Despite the Black Shirts’ efforts, Prime Minister Yingluck was reelected. Under normal circumstances she would form a new government. But it will take a miracle for Thai politics to soon begin working normally again.
Creation of a stable administration accepted by the opposition is the least likely result. The Democrat Party has abandoned electoral politics, the establishment loathes the popular majority, Suthep is determined to take power irrespective of his lack of popular support, and the Black Shirts want to make the country ungovernable. The latest electoral loss is only likely to enrage what have become perennial sore losers.
Yingluck’s opponents may file charges of alleged electoral violations and urge the Election Commission to nullify the vote.

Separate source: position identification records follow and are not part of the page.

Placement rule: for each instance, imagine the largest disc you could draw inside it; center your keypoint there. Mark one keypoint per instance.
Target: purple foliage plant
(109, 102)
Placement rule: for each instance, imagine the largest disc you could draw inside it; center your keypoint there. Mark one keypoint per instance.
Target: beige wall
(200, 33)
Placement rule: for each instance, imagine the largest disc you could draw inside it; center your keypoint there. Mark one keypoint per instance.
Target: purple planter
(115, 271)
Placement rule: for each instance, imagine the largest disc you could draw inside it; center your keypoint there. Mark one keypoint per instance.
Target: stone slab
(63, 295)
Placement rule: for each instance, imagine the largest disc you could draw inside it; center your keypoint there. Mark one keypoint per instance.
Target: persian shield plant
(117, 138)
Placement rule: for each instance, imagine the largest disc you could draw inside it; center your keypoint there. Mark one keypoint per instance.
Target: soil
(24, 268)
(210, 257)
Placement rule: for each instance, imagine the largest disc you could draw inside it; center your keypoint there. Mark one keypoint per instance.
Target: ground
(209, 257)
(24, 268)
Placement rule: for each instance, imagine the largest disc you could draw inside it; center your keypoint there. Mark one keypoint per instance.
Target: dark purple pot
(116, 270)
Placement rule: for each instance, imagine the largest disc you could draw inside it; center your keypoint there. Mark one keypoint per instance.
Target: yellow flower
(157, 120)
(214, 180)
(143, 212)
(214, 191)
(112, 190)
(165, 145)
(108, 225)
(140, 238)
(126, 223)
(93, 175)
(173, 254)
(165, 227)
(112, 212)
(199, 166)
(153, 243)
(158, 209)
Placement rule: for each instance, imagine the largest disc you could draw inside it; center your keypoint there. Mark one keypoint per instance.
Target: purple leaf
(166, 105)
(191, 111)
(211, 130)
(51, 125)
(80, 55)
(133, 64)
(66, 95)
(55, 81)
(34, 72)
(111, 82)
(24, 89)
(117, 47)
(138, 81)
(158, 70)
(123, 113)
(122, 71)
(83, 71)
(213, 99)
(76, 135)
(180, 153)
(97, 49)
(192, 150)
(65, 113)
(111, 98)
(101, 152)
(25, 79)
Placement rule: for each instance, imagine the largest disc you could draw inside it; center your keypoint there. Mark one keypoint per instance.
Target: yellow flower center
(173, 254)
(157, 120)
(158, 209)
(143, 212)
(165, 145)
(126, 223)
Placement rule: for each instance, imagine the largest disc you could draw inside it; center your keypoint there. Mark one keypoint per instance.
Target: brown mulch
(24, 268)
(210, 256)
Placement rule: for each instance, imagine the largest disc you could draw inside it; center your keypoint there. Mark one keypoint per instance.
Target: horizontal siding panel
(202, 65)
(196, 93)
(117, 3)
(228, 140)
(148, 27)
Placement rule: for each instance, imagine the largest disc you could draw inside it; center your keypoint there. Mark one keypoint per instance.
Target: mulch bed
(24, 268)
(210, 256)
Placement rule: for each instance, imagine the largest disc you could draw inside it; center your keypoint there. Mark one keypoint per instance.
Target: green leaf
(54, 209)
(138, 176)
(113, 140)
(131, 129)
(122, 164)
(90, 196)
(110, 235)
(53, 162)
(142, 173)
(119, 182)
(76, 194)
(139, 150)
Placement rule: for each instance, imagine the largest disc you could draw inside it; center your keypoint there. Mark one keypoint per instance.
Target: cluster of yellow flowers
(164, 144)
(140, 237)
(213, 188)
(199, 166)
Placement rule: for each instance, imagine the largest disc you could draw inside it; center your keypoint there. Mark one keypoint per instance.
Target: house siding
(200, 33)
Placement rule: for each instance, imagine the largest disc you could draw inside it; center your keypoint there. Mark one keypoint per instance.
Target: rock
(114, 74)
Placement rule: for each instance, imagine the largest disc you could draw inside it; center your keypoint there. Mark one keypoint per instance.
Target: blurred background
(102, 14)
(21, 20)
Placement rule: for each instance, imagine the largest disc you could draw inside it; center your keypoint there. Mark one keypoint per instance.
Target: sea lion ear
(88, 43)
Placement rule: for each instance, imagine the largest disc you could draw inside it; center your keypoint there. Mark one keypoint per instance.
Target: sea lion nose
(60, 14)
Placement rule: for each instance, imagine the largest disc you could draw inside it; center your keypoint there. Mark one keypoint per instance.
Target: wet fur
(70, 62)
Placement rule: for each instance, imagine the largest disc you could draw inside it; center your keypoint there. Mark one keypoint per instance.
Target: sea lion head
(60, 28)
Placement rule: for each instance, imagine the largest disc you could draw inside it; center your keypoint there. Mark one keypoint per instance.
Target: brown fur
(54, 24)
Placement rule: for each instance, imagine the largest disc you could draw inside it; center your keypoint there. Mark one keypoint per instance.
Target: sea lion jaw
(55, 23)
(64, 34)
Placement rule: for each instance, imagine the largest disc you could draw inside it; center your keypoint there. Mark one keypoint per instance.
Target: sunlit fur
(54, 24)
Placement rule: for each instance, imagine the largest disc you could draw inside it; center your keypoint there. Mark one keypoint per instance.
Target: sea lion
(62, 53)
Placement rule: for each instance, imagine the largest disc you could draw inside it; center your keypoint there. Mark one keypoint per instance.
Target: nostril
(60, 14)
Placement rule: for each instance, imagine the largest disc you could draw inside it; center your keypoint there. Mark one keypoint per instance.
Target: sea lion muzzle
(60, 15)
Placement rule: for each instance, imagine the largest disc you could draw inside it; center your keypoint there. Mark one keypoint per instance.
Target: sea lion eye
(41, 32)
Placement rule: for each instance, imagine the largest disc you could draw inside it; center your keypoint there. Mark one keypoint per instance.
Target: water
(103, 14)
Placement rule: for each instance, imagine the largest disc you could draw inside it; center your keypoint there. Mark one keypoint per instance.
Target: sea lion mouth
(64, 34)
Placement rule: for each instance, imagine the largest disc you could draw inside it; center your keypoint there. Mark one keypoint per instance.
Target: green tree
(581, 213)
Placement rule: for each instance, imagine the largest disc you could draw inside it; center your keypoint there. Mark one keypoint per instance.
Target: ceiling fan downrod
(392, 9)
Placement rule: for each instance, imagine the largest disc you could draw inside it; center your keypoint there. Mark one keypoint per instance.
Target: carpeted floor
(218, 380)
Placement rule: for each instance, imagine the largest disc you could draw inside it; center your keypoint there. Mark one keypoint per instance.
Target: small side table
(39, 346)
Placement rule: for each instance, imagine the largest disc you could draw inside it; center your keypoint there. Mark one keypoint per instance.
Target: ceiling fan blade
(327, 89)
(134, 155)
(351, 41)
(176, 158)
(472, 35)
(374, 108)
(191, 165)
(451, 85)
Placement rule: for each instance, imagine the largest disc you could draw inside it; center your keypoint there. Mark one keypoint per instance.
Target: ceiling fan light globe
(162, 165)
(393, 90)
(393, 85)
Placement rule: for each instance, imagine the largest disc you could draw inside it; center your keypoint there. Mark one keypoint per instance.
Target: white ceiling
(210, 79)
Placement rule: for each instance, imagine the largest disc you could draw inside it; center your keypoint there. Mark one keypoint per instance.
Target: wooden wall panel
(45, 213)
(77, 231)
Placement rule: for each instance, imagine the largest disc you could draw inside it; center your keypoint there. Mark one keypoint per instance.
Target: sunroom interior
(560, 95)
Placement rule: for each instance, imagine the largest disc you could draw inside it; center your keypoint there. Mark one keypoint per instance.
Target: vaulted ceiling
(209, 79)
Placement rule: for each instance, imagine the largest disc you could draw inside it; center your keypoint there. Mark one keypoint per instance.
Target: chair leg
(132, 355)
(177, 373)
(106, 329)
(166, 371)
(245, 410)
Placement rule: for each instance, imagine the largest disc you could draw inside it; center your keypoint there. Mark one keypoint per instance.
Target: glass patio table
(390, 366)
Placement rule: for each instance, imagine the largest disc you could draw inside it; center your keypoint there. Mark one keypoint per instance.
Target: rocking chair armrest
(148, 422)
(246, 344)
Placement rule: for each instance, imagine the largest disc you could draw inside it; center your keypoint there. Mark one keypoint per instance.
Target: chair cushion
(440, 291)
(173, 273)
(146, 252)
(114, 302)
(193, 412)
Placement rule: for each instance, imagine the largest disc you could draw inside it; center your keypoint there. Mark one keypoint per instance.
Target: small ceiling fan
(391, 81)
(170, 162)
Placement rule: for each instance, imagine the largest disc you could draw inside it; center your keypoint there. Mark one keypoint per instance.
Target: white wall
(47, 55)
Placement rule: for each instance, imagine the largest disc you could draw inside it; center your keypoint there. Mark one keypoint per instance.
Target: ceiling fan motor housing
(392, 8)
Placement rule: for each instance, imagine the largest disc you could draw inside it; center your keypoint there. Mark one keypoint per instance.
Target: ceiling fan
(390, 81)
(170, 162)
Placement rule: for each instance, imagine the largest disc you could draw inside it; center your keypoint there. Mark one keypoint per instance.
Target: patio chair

That could trigger large and violent demonstrations from the Red Shirts; attorney Verapat Pariyawong predicted the result would be “more blood on the streets.” By blocking candidate registrations the Black Shirts prevented the poll from filling the required 95 percent of parliament’s seats. By‐elections will be necessary before the body can open, leaving Yingluck a weak caretaker in the meantime. Moreover, Suthep’s mobs will attempt to prevent those votes from proceeding.
The opposition also may turn to the courts, long a reliable ally. The National Anti‐Corruption Commission is investigating Yingluck’s role in a much‐criticized rice subsidy program. Both the Supreme and Constitutional Court are hearing a number of highly political charges which could result in a ban of Yingluck, top Yingluck officials, and her entire party. However, Red Shirt activists, who so far have avoided violently challenging the Black Shirts, are unlikely to peacefully accept a judicial coup. There already have been isolated gun shots and bombings, though no one has taken responsibility.
If all else fails, the Black Shirts are likely to take more radical steps to overthrow the new government. Chaos in Bangkok, and especially violent clashes with Yingluck supporters, might cause the military to stage another coup, though the armed forces leadership so far has remained neutral. The 2006 coup leader, Sonthi Boonyaratglin, opposes such a takeover: “If you love the country and the king, you better stop thinking about it.” He warned that the military likely would face violent resistance from not just the Red Shirts but the “mass” of people.
King Bhumibol Adulyadej’s frail health adds another complication. A source of national unity, the ailing 86‐year‐old no longer is able to moderate political passions. The crown prince is disliked, leading to proposals to pass the crown to one of his siblings. At the same time, the Thai economy is heading south as investors drop or postpone plans. Increased instability and violence will worsen the country’s economic prospects.
In short, Thailand’s political future looks at best uncertain and at worst disastrous. Absent self‐restraint, which has been entirely lacking, the only hope may be constitutional reform reducing central government power. In fact, this might offer a rare opportunity for consensus: both sides seem inclined toward devolution, including electing provincial governors. If Bangkok was less dominant and regions could chart their own course, the Red Shirts and Yellow Shirts would have less incentive to battle to the political death and might agree to a political armistice.
Thaksin may be a blight upon Thai politics, but Suthep and his allies are a cancer. Unfortunately, in Thailand democracy does not guarantee good government. However, authoritarian, undemocratic rule would be far worse.
There is no easy answer to Thailand’s problems. But Suthep’s Black Shirts will bear the primary blame if their nation descends further into violence and disorder.